Il contrasto al consumismo come oggi lo conosciamo, funzionale a un particolare modello di sviluppo e sostenuto da un dilagante ‘feticismo delle merci’, non può però essere condotto con un approccio ‘luddistico’ venato da ispirazioni bucoliche, impraticabile e perdente; ma, al contrario, con la consapevolezza che proprio la crescita della capacità produttiva può ampliare il campo delle scelte possibili. Nello stesso tempo, occorre mettere in discussione la visione secondo cui il tempo di lavoro è il tempo della sofferenza contrapposto al tempo del non lavoro, percepito come area di libertà, gratificazione e piacere. Se il tempo di lavoro è oggi in gran parte tempo ‘alienato’, nel quale il lavoratore è privato del controllo di cosa e come produce, ciò è tanto più grave in quanto il lavoro rimane - o dovrebbe rimanere - la massima espressione personale e sociale del lavoratore stresso.
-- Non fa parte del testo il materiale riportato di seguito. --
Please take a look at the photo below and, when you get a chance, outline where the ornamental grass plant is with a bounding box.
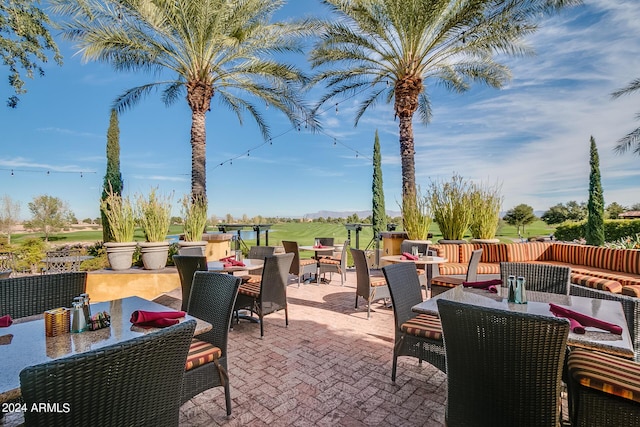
[401,189,431,240]
[429,174,474,241]
[100,187,135,243]
[181,194,208,242]
[136,188,173,242]
[469,181,503,240]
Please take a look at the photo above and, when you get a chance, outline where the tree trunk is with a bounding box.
[394,77,422,202]
[190,110,207,199]
[187,80,214,200]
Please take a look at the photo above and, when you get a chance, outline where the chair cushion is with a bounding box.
[300,259,317,266]
[241,274,261,284]
[238,281,261,298]
[319,258,341,265]
[622,285,640,298]
[571,273,623,293]
[431,276,464,288]
[401,314,443,340]
[568,349,640,404]
[185,339,221,371]
[370,277,387,287]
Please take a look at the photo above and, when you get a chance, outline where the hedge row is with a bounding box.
[554,219,640,242]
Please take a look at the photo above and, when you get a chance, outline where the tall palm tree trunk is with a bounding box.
[395,78,422,200]
[190,110,207,199]
[187,81,213,200]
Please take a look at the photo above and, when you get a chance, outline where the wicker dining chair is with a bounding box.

La trasformazione del lavoro in azione del tutto strumentale, condotta al solo fine di ottenere un compenso (o una merce), è alla base del lavoro alienato e tende, con ciò, ad annullare la dignità del lavoratore e la sua possibilità di concorrere consapevolmente e responsabilmente al bene comune. La sola riduzione del tempo di lavoro, anche se desiderabile e necessaria per altre ragioni, non può essere il rimedio a questa forma di alienazione. Sull’altro versante occorre domandarsi in che misura il tempo di non lavoro non sia anch’esso tempo alienato dal momento che il sistema distributivo e quello dell’intrattenimento tendono a imporre una dilatazione dei tempi di non lavoro dedicati al consumo. E lo fanno, tra l’altro, anche attraverso la propagazione di modelli frenetici di vita, assunti come indicatori di soddisfazione individuale e prestigio sociale: è tanto più felice e apprezzato chi conduce una vita ‘a perdifiato’, dove la sequenza infinita e inesauribile degli impegni degni di essere giudicati importanti riguardano l’acquisto di merci, le cene al ristorante, i fine settimana a sciare o in riviera, i viaggi in resort più o meno esotici e così via.
Attività, s’intende, per nulla disdicevoli, ma selezionate in base alla loro efficacia nel ‘far girare l’economia’. Un’efficacia che deve però fare i conti con due ostacoli: la quantità limitata del tempo di non lavoro e la tendenza, ancora (troppo) presente, a occuparsi dell’educazione dei figli, della cura di chi ci sta accanto o della comunità nella quale viviamo (attività che, seppur nobili, pare abbiano il difetto di produrre poca ‘ricchezza’, almeno in tempi brevi).